Megan Bannen's The Bird and the Blade is a retelling of the story that underpins one of my favorite operas, Puccini's opera Turandot, which I like for its music and pageantry. The opera Turandot owes its origins to a French adaptation of a story ("Prince Khalaf and the Princess of China," from the collection The Thousand and One Days by François Pétis de la Croix) of one of the seven princess stories in the Haft Peykar (The Seven Beauties) by the Persian poet Nizami Ganjavi. The Turandokht of the original story has, as Bannen points out, been filtered by a misogynistic lens in the era during which the Puccini libretto was written, with Turandot being cold, haughty and cruel because she doesn't want to marry and be subservient to a husband. (The horror!) While Turandokht is perhaps less cruel in the original story, the role of the slave girl was altered by Puccini from that of a spy in the original story to that of a loyal servant, who loves Prince Khalaf (Calaf) and his father, Timur.
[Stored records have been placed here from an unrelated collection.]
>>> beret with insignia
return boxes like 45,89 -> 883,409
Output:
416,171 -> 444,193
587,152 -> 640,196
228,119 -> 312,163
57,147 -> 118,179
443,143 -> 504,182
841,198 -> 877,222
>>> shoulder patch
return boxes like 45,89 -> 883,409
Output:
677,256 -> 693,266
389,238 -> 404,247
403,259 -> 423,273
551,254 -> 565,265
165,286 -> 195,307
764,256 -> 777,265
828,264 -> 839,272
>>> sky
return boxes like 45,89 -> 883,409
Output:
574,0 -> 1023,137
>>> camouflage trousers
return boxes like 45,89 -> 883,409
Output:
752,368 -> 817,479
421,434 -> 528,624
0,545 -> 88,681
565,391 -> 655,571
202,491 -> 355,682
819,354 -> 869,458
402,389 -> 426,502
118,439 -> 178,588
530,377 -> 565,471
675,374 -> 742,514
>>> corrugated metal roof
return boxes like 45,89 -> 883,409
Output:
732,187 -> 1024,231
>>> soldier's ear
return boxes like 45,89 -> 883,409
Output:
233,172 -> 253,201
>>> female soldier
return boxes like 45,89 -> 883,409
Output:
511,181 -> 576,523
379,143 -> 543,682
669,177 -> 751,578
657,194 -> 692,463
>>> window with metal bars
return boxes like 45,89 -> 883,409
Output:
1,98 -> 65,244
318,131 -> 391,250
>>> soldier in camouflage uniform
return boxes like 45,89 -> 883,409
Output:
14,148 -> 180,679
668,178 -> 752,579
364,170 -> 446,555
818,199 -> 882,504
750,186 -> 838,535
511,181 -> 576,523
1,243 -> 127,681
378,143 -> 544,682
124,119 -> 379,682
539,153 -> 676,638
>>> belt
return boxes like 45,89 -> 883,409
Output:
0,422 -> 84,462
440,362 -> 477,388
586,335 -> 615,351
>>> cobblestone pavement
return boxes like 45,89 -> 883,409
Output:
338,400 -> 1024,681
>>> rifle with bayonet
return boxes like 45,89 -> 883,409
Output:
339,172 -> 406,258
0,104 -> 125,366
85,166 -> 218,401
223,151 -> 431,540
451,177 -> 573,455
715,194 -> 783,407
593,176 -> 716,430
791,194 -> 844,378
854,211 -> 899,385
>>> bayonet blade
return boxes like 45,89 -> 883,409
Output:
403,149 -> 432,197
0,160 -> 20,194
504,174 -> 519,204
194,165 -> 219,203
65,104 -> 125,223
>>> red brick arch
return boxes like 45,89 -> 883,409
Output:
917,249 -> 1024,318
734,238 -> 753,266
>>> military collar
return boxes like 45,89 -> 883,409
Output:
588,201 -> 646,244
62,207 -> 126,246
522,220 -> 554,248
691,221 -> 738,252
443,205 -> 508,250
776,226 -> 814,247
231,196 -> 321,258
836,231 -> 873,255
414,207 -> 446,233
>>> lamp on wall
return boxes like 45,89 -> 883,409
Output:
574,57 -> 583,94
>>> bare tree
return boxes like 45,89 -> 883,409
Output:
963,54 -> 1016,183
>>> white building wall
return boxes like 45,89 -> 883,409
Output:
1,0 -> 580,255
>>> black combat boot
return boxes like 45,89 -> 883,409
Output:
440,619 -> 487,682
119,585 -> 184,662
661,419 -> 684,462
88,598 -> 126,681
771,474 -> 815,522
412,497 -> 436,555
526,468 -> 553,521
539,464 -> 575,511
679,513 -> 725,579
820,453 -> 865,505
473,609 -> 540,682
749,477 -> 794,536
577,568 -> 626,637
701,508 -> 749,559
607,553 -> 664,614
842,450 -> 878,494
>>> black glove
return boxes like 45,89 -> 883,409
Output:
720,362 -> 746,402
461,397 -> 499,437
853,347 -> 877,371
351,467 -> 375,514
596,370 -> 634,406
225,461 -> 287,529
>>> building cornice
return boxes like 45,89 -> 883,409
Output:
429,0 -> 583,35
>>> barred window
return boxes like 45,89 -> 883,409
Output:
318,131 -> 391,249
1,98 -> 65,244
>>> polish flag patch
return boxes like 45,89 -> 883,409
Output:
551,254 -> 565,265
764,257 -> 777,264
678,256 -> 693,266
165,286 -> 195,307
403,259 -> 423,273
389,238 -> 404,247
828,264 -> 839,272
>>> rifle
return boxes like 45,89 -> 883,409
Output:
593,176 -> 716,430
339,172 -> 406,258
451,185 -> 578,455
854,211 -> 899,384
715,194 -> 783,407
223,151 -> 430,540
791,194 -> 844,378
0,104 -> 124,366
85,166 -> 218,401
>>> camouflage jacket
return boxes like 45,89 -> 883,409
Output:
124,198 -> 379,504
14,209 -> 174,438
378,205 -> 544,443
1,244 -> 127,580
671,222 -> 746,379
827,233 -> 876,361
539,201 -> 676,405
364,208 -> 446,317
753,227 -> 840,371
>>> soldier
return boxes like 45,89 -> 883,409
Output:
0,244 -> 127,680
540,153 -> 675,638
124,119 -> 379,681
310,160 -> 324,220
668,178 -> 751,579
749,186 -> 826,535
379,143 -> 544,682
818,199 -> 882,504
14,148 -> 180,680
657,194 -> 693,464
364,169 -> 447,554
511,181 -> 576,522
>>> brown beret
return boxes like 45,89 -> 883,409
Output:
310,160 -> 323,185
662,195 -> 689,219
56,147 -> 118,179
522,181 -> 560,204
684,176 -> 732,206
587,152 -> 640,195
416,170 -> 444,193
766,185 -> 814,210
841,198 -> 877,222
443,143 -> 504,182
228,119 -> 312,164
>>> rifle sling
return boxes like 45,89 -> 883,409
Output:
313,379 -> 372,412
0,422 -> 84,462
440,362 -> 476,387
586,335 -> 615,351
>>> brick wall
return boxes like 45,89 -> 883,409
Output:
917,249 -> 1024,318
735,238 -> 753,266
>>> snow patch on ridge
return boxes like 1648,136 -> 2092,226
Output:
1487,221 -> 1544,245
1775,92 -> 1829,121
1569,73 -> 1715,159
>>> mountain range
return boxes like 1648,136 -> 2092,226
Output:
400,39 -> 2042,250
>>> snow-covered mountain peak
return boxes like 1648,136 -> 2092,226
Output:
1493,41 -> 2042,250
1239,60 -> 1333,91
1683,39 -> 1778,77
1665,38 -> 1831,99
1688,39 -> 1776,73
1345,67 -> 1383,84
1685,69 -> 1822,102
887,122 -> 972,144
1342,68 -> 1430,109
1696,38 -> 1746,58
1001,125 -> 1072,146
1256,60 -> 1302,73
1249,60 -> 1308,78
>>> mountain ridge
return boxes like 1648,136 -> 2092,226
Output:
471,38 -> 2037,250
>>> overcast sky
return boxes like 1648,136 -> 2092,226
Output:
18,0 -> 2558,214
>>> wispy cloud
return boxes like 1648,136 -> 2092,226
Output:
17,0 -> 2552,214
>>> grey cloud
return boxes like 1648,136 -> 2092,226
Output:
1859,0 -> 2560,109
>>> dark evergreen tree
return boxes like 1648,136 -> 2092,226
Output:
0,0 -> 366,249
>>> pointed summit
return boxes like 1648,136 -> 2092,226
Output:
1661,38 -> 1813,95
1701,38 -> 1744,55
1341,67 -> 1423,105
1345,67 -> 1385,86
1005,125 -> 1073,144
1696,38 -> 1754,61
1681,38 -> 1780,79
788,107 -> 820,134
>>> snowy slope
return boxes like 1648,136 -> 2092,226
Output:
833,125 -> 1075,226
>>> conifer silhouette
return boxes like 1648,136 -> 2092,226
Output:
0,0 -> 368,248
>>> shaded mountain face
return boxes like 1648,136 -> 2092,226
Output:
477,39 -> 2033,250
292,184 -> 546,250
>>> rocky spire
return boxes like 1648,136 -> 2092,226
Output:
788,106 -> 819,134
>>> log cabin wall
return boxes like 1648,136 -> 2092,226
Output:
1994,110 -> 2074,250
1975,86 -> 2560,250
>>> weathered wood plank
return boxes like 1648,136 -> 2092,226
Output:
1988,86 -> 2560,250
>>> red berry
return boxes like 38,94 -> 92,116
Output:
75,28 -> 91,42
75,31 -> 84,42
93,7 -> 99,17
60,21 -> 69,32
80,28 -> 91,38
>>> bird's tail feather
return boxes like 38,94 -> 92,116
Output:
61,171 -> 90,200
Bannen merged these two versions, with a somewhat less cruel Turandokht and a loyal slave girl Jinhua/Liù into a new retelling with fascinating results. Jinhau is a Song dynasty princess of a region conquered by Mongols who has been sold into slavery. She has lost her freedom and become chattel, all too common a fate for women, whether enslaved or not, throughout history. Turandokht strives hard to retain her freedom by setting three seemingly insurmountable riddles to be answered by potential suitors, with a penalty of death for those who fail as a further deterrent. Crafting a story with a learned and compassionate Khalaf (the Blade), a bullying father, Timur (in the West, historically Tamerlane), Jinhua (the Bird), a slave girl and former princess with her own agenda, and Weiji, her dead brother's prodding ghost, Bannen has managed to write a moving YA novel with elements of adventure, romance, tragedy, political intrigue, and historical fiction. It is truly amazing that she pulled this off. It is also gratifying that, just as I always wondered how Khalaf/Calaf could marry Turandokht after the slave girl's sacrifice, Bannen envisions an Epilogue in which sacrifice is honored.
Readers don't have to know anything about opera, or the original Turandot story, in order to enjoy this book, which is an inventive YA novel.
I'm off to listen to Luciano Pavarotti sing "Nessun Dorma" and contemplate the Quiet Flower.
I received a paper ARC edition of this book from Balzer and Bray with no commitment to review.